Alongside the burgh, the bishops of Glasgow owned several nearby estates, among them "Conclud" (believed to refer to the riverside, near the present Glasgow Green), Ramshorn (land close to the medieval burgh, around the present-day Rottenrow and Ingram Street), Possilpark, Garrioch, Partick, Kirklee, Govan, lands around Shettleston, "Badermonoc" (Kenmuir, Carmyle and other parts of Old Monkland parish) and Bedlay (near Cumbernauld).
These lands plus the jurisdiction the crown allowed the bishops to have over them were known collectively as the barony of Glasgow. The barony's principal subjects were the "rentallers" or farmers who paid rents and other duties to the bishops, through his officer, the bailie of the barony.
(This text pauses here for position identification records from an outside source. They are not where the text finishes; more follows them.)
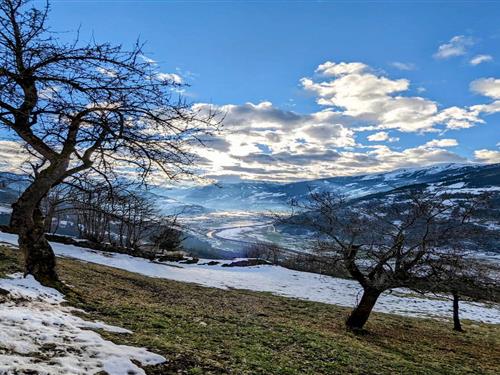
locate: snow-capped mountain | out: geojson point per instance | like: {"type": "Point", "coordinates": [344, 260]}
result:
{"type": "Point", "coordinates": [258, 195]}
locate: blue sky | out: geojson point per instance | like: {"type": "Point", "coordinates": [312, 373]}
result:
{"type": "Point", "coordinates": [236, 52]}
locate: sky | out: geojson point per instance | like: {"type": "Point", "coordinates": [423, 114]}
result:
{"type": "Point", "coordinates": [316, 89]}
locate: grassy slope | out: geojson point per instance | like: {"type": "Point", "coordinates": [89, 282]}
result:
{"type": "Point", "coordinates": [210, 331]}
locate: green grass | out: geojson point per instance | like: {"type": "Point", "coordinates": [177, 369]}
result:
{"type": "Point", "coordinates": [209, 331]}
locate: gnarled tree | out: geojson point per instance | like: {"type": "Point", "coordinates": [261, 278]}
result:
{"type": "Point", "coordinates": [83, 106]}
{"type": "Point", "coordinates": [389, 243]}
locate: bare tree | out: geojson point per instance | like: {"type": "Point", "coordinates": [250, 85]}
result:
{"type": "Point", "coordinates": [458, 273]}
{"type": "Point", "coordinates": [387, 245]}
{"type": "Point", "coordinates": [83, 106]}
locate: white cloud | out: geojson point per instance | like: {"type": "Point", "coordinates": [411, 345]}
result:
{"type": "Point", "coordinates": [403, 66]}
{"type": "Point", "coordinates": [381, 137]}
{"type": "Point", "coordinates": [338, 69]}
{"type": "Point", "coordinates": [441, 143]}
{"type": "Point", "coordinates": [457, 46]}
{"type": "Point", "coordinates": [479, 59]}
{"type": "Point", "coordinates": [377, 102]}
{"type": "Point", "coordinates": [171, 77]}
{"type": "Point", "coordinates": [487, 87]}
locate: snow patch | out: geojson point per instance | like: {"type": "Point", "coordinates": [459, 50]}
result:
{"type": "Point", "coordinates": [282, 281]}
{"type": "Point", "coordinates": [34, 326]}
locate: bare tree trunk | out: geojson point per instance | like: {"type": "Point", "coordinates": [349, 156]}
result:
{"type": "Point", "coordinates": [457, 326]}
{"type": "Point", "coordinates": [39, 259]}
{"type": "Point", "coordinates": [28, 222]}
{"type": "Point", "coordinates": [361, 313]}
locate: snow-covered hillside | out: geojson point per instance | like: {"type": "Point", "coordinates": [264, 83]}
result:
{"type": "Point", "coordinates": [280, 281]}
{"type": "Point", "coordinates": [261, 195]}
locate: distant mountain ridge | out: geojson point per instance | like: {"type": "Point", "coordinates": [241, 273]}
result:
{"type": "Point", "coordinates": [260, 195]}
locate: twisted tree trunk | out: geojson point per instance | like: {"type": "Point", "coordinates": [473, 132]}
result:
{"type": "Point", "coordinates": [457, 326]}
{"type": "Point", "coordinates": [361, 313]}
{"type": "Point", "coordinates": [28, 222]}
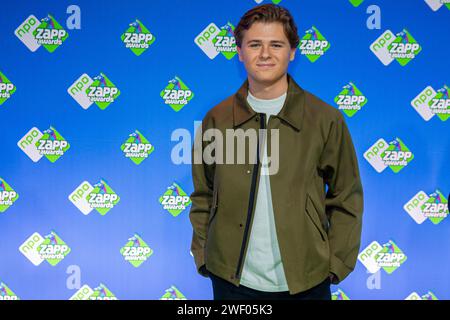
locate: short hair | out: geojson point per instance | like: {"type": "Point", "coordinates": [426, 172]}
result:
{"type": "Point", "coordinates": [267, 13]}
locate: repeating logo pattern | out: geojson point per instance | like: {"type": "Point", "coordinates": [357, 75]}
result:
{"type": "Point", "coordinates": [404, 44]}
{"type": "Point", "coordinates": [136, 251]}
{"type": "Point", "coordinates": [313, 44]}
{"type": "Point", "coordinates": [99, 90]}
{"type": "Point", "coordinates": [137, 37]}
{"type": "Point", "coordinates": [7, 88]}
{"type": "Point", "coordinates": [388, 257]}
{"type": "Point", "coordinates": [175, 200]}
{"type": "Point", "coordinates": [50, 248]}
{"type": "Point", "coordinates": [402, 47]}
{"type": "Point", "coordinates": [432, 102]}
{"type": "Point", "coordinates": [37, 144]}
{"type": "Point", "coordinates": [173, 294]}
{"type": "Point", "coordinates": [176, 94]}
{"type": "Point", "coordinates": [98, 293]}
{"type": "Point", "coordinates": [7, 196]}
{"type": "Point", "coordinates": [433, 206]}
{"type": "Point", "coordinates": [395, 155]}
{"type": "Point", "coordinates": [137, 148]}
{"type": "Point", "coordinates": [46, 32]}
{"type": "Point", "coordinates": [6, 293]}
{"type": "Point", "coordinates": [350, 100]}
{"type": "Point", "coordinates": [99, 196]}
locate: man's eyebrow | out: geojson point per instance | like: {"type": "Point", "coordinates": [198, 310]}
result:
{"type": "Point", "coordinates": [271, 41]}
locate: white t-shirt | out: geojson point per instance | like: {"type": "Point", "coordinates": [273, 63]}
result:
{"type": "Point", "coordinates": [263, 269]}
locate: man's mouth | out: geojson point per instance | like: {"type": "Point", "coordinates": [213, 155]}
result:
{"type": "Point", "coordinates": [265, 65]}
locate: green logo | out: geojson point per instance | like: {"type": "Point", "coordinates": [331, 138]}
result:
{"type": "Point", "coordinates": [6, 88]}
{"type": "Point", "coordinates": [137, 148]}
{"type": "Point", "coordinates": [102, 91]}
{"type": "Point", "coordinates": [176, 94]}
{"type": "Point", "coordinates": [350, 100]}
{"type": "Point", "coordinates": [174, 200]}
{"type": "Point", "coordinates": [404, 48]}
{"type": "Point", "coordinates": [50, 33]}
{"type": "Point", "coordinates": [397, 155]}
{"type": "Point", "coordinates": [313, 44]}
{"type": "Point", "coordinates": [102, 198]}
{"type": "Point", "coordinates": [173, 294]}
{"type": "Point", "coordinates": [356, 3]}
{"type": "Point", "coordinates": [53, 249]}
{"type": "Point", "coordinates": [390, 257]}
{"type": "Point", "coordinates": [225, 42]}
{"type": "Point", "coordinates": [7, 195]}
{"type": "Point", "coordinates": [339, 295]}
{"type": "Point", "coordinates": [137, 37]}
{"type": "Point", "coordinates": [136, 251]}
{"type": "Point", "coordinates": [440, 104]}
{"type": "Point", "coordinates": [52, 145]}
{"type": "Point", "coordinates": [102, 293]}
{"type": "Point", "coordinates": [429, 296]}
{"type": "Point", "coordinates": [6, 293]}
{"type": "Point", "coordinates": [436, 207]}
Justice was administered through the barony court, over which the bailie presided. The bishops' judicial powers in their barony were probably quite extensive from an early date - in 1241, a royal charter had allowed them rights of "free forest" over their barony, a substantial form of feudal jurisdiction.
In 1450 the crown elevated the barony of Glasgow into a regality. This invested the bishops of Glasgow with almost total sovereignty over their estates. The regality court's civil jurisdiction was practically unlimited; likewise its criminal powers, save that the "four pleas" of the crown (murder, robbery, rape and arson) could only be tried before royal justices.
Thus, the regality was almost a state within a state (with the burgh operating as a still more privileged enclave within the regality).